Ele quis simplesmente fazer um pequeno lanche com algum salgadinho de frango. Primeiro, a atendente disse “não tem”. Respondeu ao pedido com desinteresse. Ao seu lado, a tudo assistindo, um moço, que depois soube-se ser o gerente, só deixou de cuidar de seus desenhos depois que o cliente foi avisando:
– “Vocês têm que me atender com respeito. Anotem: não me tratem como fazem com os turistas, que nunca mais verão…”
O episódio aconteceu às 10h10 min de sexta-feira, 21.
A bronca deu resultado. O atendimento melhorou instantaneamente. Será que perdurará?

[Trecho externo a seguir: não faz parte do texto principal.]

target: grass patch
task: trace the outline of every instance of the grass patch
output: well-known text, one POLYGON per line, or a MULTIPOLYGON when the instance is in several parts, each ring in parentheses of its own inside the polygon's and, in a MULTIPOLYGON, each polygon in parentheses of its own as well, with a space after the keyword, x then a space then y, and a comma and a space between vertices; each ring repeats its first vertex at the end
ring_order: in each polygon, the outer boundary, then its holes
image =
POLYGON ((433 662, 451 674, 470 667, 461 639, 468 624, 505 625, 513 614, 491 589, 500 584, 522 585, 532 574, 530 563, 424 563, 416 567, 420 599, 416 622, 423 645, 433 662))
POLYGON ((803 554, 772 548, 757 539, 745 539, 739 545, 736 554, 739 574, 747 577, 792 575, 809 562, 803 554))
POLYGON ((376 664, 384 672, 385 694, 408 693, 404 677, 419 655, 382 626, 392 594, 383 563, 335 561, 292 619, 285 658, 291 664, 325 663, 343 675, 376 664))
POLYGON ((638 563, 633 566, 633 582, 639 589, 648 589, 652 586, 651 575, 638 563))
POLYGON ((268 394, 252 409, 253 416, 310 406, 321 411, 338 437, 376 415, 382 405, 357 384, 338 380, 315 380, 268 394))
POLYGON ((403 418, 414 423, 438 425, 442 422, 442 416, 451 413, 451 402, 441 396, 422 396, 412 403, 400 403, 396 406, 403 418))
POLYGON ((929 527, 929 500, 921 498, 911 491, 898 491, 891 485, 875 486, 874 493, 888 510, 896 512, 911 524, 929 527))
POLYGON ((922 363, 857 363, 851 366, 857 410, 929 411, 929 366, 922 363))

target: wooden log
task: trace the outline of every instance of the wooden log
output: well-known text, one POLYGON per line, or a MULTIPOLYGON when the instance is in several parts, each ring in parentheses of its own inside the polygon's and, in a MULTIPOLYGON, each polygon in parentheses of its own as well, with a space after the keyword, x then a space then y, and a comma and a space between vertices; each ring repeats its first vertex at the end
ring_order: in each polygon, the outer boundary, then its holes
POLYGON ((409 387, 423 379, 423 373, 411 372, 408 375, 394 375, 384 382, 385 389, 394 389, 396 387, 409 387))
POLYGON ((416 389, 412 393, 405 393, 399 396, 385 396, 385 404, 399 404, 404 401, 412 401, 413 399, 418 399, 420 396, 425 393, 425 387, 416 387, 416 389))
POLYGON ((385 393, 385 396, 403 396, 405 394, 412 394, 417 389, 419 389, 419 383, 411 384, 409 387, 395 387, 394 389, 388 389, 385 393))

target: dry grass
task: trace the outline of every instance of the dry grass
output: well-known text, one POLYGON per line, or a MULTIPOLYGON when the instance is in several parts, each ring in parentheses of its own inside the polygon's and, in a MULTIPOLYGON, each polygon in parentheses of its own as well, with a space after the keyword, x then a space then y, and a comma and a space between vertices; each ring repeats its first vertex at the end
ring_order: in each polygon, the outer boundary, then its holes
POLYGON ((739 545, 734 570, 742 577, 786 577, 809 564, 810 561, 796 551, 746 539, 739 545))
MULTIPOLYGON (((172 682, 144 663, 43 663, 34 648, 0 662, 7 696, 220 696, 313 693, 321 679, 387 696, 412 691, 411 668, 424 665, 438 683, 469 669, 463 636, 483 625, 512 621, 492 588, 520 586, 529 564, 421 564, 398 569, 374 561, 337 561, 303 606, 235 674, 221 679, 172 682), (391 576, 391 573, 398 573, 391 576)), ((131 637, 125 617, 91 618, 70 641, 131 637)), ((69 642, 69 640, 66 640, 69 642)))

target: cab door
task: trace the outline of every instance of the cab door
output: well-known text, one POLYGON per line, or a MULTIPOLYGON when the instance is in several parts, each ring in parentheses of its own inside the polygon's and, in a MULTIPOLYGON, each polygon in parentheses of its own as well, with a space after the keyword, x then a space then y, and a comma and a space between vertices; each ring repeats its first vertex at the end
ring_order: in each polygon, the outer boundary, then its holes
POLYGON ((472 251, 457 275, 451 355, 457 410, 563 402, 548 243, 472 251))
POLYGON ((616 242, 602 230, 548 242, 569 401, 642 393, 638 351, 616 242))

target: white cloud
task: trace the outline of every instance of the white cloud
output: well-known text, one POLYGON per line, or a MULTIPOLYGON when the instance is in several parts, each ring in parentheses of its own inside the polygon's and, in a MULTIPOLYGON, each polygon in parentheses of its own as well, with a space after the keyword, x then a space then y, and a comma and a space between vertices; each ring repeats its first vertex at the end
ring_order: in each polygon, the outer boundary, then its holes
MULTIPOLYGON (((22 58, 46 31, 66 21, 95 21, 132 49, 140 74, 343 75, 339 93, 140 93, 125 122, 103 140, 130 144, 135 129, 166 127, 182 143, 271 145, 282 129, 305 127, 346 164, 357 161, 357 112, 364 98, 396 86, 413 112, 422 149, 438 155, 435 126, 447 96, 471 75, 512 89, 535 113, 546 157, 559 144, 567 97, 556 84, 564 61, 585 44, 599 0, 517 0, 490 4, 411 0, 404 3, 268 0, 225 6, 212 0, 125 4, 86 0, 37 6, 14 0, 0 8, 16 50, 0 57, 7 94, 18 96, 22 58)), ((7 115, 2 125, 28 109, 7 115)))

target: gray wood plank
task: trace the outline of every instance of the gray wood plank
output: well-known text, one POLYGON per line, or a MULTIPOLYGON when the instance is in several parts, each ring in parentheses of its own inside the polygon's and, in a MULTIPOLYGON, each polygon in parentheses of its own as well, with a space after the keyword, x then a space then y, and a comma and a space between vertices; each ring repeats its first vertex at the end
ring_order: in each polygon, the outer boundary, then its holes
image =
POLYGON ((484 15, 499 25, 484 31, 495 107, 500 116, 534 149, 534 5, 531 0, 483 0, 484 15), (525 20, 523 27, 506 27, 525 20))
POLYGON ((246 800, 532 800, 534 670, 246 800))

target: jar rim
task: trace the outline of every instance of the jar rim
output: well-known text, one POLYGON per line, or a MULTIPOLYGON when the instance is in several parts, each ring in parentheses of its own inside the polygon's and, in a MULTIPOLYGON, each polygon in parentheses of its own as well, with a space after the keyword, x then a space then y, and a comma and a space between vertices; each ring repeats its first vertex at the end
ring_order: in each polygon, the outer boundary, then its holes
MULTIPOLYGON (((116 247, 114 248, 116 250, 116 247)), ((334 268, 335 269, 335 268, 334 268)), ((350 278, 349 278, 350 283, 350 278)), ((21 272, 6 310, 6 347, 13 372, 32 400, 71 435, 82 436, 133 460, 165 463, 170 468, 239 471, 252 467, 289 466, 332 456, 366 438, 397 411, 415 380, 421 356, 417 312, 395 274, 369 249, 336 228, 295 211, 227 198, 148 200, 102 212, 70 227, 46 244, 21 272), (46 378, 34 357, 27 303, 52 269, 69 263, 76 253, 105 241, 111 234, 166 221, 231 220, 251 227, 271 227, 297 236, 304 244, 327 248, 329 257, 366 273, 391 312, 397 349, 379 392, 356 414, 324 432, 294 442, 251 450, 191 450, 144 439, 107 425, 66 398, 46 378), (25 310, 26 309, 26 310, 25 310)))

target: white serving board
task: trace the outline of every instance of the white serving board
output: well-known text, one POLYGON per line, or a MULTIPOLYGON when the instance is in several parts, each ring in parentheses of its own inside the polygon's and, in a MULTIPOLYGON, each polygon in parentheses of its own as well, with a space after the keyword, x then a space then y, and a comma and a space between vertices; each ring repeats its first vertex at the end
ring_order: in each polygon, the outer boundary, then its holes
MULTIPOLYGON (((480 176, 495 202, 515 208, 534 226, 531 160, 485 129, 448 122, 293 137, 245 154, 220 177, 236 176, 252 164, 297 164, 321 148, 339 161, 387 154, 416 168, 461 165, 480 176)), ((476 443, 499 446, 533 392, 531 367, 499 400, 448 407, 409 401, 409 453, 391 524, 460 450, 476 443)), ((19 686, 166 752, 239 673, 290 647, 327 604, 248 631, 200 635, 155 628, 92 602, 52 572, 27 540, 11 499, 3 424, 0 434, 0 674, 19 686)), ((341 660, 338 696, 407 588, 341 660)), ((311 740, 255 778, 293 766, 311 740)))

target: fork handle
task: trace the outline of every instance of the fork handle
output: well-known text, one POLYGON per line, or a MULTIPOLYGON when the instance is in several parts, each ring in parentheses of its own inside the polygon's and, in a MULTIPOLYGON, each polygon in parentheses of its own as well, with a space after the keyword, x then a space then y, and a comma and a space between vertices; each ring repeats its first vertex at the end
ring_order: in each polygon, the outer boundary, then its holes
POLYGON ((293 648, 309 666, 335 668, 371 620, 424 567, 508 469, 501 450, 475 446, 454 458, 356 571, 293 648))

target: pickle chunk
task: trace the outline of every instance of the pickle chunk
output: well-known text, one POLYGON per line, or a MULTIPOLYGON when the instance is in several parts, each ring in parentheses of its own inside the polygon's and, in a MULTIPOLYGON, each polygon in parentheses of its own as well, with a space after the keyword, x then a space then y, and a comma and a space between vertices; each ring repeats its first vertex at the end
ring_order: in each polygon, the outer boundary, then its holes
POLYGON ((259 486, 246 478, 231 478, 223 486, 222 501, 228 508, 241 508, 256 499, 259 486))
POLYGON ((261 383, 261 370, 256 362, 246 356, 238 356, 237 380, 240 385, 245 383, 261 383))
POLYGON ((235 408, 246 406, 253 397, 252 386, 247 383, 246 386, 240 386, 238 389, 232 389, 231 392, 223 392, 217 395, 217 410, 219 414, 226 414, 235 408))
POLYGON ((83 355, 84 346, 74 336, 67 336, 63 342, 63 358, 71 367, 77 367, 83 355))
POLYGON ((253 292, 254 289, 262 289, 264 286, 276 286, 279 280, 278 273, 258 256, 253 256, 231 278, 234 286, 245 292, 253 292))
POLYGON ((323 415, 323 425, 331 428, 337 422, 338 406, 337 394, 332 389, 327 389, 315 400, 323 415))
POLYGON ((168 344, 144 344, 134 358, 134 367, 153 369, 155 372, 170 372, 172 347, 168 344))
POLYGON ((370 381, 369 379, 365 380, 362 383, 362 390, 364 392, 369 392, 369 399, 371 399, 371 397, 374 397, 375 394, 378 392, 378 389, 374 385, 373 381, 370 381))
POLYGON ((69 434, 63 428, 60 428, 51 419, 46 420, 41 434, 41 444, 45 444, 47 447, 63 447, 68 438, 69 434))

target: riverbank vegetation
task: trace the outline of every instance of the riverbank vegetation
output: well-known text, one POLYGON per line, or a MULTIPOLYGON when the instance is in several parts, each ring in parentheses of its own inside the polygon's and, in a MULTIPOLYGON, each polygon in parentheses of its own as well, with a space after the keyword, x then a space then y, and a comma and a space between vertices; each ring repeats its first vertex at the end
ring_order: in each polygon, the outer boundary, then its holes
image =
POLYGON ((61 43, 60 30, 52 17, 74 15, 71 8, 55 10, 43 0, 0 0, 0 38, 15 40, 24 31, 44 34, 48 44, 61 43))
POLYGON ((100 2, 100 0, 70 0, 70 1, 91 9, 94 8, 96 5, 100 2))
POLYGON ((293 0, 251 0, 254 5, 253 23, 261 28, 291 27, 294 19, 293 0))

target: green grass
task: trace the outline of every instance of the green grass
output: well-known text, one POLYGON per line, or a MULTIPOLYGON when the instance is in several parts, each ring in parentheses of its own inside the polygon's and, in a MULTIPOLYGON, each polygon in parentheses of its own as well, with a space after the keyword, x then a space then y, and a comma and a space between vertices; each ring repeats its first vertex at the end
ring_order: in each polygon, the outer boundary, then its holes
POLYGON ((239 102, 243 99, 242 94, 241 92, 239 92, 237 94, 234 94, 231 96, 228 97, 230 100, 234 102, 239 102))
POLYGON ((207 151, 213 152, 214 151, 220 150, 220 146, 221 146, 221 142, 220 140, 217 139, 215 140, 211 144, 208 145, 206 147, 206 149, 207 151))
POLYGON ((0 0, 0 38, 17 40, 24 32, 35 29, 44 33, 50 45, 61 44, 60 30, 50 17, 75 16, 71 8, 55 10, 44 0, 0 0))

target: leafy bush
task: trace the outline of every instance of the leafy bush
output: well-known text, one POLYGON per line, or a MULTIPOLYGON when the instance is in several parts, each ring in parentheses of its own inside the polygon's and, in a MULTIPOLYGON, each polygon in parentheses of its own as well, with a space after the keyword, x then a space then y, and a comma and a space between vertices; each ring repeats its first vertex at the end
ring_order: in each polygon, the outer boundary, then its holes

PENÚRIAS DA GUARDA MUNICIPAL
No mesmo dia, e quase na mesma hora, uma senhora que participava de tour, vinda de Tocantins, procurava, em vão, por alguém da Guarda Municipal. Buscava informações sobre segurança pública. Não achou viva alma.
Só lá pelas 10h30 min uma guarda e um guarda municipal, de bicicletas, gente com pelo menos 26 anos na GM de Curitiba, chegaram pedalando.
Cansados. Mas muito atenciosos e eficientes, mostraram-se.
Os dois são os únicos guardas a garantir algum atendimento aos milhares que vão ao Botânico diariamente.
Ao chegar, os GMs explicaram: tinham ido atender a uma ocorrência de furto numa Estação Tubo (de ônibus) nas proximidades.
A ACADEMIA SÓ EM FOTOS
Procurei, depois, me informar sobre a tão anunciada Academia de Guarda Municipal de Curitiba. Tem sido anunciada como obra do atual governo da cidade.
Instalada no bairro CIC, por ora é só propaganda: não tem vida, está inativa.